May 14, 2024

Estate planning puzzle: Continue to develop farm family plans over time

CHAMPAIGN, Ill. — Estate planning requires more than writing a will.

“A last will and testament is one piece of the puzzle,” said Cari Rincker, owner of Rincker Law, PLLC.

“I feel that people think that estate planning is only for people that are old, people that have kids or people that have a lot of money,” Rincker said during a Farm Estate, Succession and Business Planning webinar organized by the Illinois Agri-Women.

“Pretty much everybody over 18 needs at least a simple will,” she said. “For those that own property or have children, they should consider additional steps to a simple will and it can happen over stages and massaged over time.”

Estate, business and succession planning are separate, yet they overlap.

Along with the will, estate planning includes advanced directives such as power of attorney for medical and property and it may include a living will.

“Your will says who gets what when you die,” Rincker said. “A separate personal property memoranda can include things like pieces of jewelry or paintings that go to someone specific and you can update this as many times as you want.”

The will also states the executor of the estate.

“I recommend you go three levels deep and include who is going to be the guardian of your children,” Rincker said.

“A will needs to be executed by two disinterested witnesses and now we can execute wills via Zoom,” she said. “So, don’t let the pandemic be an excuse for putting this off any longer.”

Two kinds of trusts can be used for estate planning — a revocable trust can be modified and an irrevocable trust is not modifiable.

“A common mistake people make is they come to me to create a trust and then they don’t move anything into the trust,” Rincker said. “If you want the trust to hold farmland, you have to quick claim the land from you to the trust with a simple deed. If you want to move the land out of the trust, you re-deed the property.”

To set up a business plan for farms many are either sole proprietorship or a general partnership, Rincker said.

“Farms have a lot of risk” she said. “There could be a fire, an injury of a farm worker or someone could get killed. People in agriculture need to be smarter about a liability shield to protect their assets.”

A limited liability company is a hybrid between a corporation and a partnership.

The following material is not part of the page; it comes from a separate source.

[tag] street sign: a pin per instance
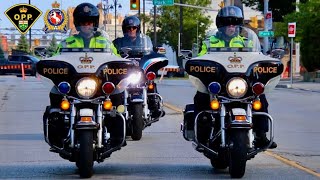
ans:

In addition to a C-Corp or an S-Corp, farms may choose to set up a Series LLC.

“With a Series LLC you form multiple business entities and in Illinois there is a $750 filling fee and then each sub entity costs $50,” Rincker said. “But the downside is a lot of banks don’t do accounts for Series LLCs.”

Rincker encourages the use of prenuptial agreements.

“Prenuptials in agriculture should stop being taboo and they need to be part of a farm business plan,” she said. “Divorce is one of the big Ds that hurts family farms along with death and destruction.”

Succession planning is different than estate planning, Rincker said.

“It is more about how you are going to pass a farm from one generation to the next,” she said.

The priorities for farms may shift over time.

“I have some farms where the federal farm programs are the No. 1 priority, so I’m going to have different advice for the business entity they should form and it might be more advantageous to form a general partnership versus a limited liability company,” Rincker said. “If the goal is limitation of liability, I’m going to shift the conversation and talk about LLCs or corporations.”

All farm families should set a deadline for developing a plan for their operation.

“Put it on the calendar,” Rincker said. “I think there’s an estate plan that can fit into anybody’s budget, and once you get it in place, I recommend reviewing your plan every three to five years.”

A team effort is a good way to develop an estate plan.

“You should work with your attorney, financial adviser and accountant,” Rincker said. “This is not the time to find forms off the internet because there could be defects in how the documents are drafted.”

Since every farm family is different, Rincker said, there’s no one right time for a conversation about estate and succession planning.

“The holiday season may be a good time because off farm heirs are back for the holidays,” she said. “But make it an ongoing conversation and if you have trouble consider mediation with a neutral third party to help you have a discussion.”